Dictionary entry details
Sense 1
Meaning:
The act of avoiding capture (especially by cunning)
Classified under:
Nouns denoting acts or actions
Synonyms:
Hypernyms ("eluding" is a kind of...):
evasion (the act of physically escaping from something (an opponent or a pursuer or an unpleasant situation) by some adroit maneuver)
Derivation:
elude (escape, either physically or mentally)
Context examples
But White Fang was here, there, and everywhere, always evading and eluding, and always leaping in and slashing with his fangs and leaping out again in time to escape punishment.
(White Fang, by Jack London)
Hand-clapping and roars of laughter from the hunters greeted the exploit, while Mugridge, eluding half of his pursuers at the foremast, ran aft and through the remainder like a runner on the football field.

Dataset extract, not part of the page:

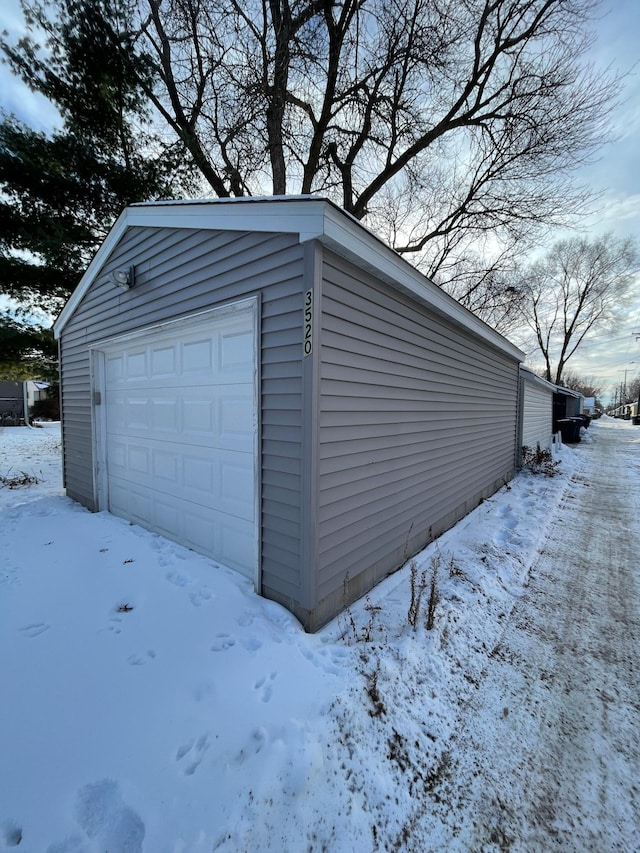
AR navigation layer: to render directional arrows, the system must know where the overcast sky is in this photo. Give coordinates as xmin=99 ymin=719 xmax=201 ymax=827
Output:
xmin=0 ymin=0 xmax=640 ymax=400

(The Sea-Wolf, by Jack London)
His majesty, in another audience, was at the pains to recapitulate the sum of all I had spoken; compared the questions he made with the answers I had given; then taking me into his hands, and stroking me gently, delivered himself in these words, which I shall never forget, nor the manner he spoke them in: My little friend Grildrig, you have made a most admirable panegyric upon your country; you have clearly proved, that ignorance, idleness, and vice, are the proper ingredients for qualifying a legislator; that laws are best explained, interpreted, and applied, by those whose interest and abilities lie in perverting, confounding, and eluding them.
(Gulliver's Travels into several remote nations of the world, by Jonathan Swift)
Ducking, turning, doubling, he slid about the deck, eluding the other's efforts to capture him.
(White Fang, by Jack London)
Unlike man, whose gods are of the unseen and the overguessed, vapours and mists of fancy eluding the garmenture of reality, wandering wraiths of desired goodness and power, intangible out-croppings of self into the realm of spirit—unlike man, the wolf and the wild dog that have come in to the fire find their gods in the living flesh, solid to the touch, occupying earth-space and requiring time for the accomplishment of their ends and their existence.
(White Fang, by Jack London)
Eluding Jordan's undergraduate who was now engaged in an obstetrical conversation with two chorus girls, and who implored me to join him, I went inside.